Intermediate Technique

Reflection Prompting

Have AI critique and improve its own outputs through self-examination

What is Reflection Prompting?

Reflection prompting asks the AI to review, evaluate, and improve its own outputs. Instead of accepting the first response, you prompt the model to step back and critically analyze its work against specific criteria.

This technique leverages the AI's ability to recognize quality issues and apply self-correction, often producing higher-quality final outputs.

When to Use It

Best For:

  • • High-stakes outputs
  • • Complex reasoning tasks
  • • Creative content
  • • Code and technical writing

Not Ideal For:

  • • Simple factual answers
  • • When speed is critical
  • • One-off trivial queries
  • • When first response is sufficient

Examples

Example 1: Code Review
Initial Prompt
Write a function to validate email addresses
Reflection Prompt
Review your function for edge cases. Check for: - Invalid formats that pass - Valid formats that fail - Performance issues Then provide an improved version.
Improved Output
def validate_email(email: str) -> bool: if not email or '@' not in email: return False local, domain = email.rsplit('@', 1) # Added: local length check, domain validation if len(local) > 64 or not domain: return False # Added: regex for proper format import re return bool(re.match(r'^[\w.-]+@[\w.-]+\.\w+$', email))
Example 2: Writing Refinement
Initial Prompt
Write a product description for a coffee maker
Reflection Prompt
Evaluate your product description against: - Emotional appeal - Specific features mentioned - Call to action strength - Differentiation from competitors Rewrite with improvements.
Improved Output
"Wake up to the aroma of freshly brewed perfection..." [More evocative opening added]

Features: 12-cup capacity, programmable timer, thermal carafe [specifics included]

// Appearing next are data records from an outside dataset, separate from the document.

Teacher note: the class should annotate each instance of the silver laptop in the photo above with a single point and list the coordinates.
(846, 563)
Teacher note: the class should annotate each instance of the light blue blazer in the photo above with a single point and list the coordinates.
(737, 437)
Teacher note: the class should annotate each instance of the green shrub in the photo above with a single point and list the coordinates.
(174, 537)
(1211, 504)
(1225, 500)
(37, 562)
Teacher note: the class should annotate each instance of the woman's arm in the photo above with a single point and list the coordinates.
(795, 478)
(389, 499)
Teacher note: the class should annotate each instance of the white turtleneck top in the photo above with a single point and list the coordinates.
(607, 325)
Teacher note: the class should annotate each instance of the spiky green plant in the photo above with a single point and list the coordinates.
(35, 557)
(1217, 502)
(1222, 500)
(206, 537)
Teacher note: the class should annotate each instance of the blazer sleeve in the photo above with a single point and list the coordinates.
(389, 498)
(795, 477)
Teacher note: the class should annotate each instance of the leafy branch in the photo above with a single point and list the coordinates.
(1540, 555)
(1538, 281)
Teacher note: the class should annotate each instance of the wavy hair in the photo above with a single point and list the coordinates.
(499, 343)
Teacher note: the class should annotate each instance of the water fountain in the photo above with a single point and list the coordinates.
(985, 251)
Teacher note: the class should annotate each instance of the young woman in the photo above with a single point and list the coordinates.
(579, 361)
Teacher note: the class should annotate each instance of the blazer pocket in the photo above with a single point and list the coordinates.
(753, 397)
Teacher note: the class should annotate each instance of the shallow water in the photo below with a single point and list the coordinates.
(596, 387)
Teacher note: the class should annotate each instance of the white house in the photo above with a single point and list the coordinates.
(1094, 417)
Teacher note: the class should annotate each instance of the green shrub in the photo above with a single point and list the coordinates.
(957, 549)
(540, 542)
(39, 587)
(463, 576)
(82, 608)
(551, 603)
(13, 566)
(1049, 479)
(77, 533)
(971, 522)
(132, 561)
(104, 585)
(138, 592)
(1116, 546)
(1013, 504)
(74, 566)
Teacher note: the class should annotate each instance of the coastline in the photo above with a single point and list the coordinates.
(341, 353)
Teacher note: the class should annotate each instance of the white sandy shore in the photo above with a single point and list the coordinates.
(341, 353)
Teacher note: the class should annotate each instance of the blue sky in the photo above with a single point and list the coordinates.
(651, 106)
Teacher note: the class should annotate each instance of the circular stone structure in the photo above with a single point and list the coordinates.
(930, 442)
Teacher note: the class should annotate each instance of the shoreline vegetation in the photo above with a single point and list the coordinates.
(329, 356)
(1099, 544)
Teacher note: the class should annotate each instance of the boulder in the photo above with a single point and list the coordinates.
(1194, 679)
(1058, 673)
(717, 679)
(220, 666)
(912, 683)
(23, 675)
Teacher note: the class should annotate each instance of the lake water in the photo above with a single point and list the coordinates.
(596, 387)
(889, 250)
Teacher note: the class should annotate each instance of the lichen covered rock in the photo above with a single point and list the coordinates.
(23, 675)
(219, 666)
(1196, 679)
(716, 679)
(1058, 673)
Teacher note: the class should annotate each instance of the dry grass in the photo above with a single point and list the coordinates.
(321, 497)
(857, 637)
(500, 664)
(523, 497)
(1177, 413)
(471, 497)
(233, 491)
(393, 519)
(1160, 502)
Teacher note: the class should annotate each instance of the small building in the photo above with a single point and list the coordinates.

CTA: "Transform your mornings..." [stronger]

Best Practices

  • 01
    Provide clear evaluation criteria

    Tell the AI exactly what aspects to reflect on

  • 02
    Ask for specific improvements

    Don't just ask "is this good?" - ask "how can this be better?"

  • 03
    Iterate if needed

    Multiple reflection rounds can further improve quality

  • 04
    Combine with other techniques

    Works well with CoT, few-shot, and role-playing

Reflection vs Self-Correction

While self-correction fixes errors after they're identified, reflection prompting proactively analyzes quality before finalizing output. Think of it as peer review - you're asking the AI to be its own critic and editor.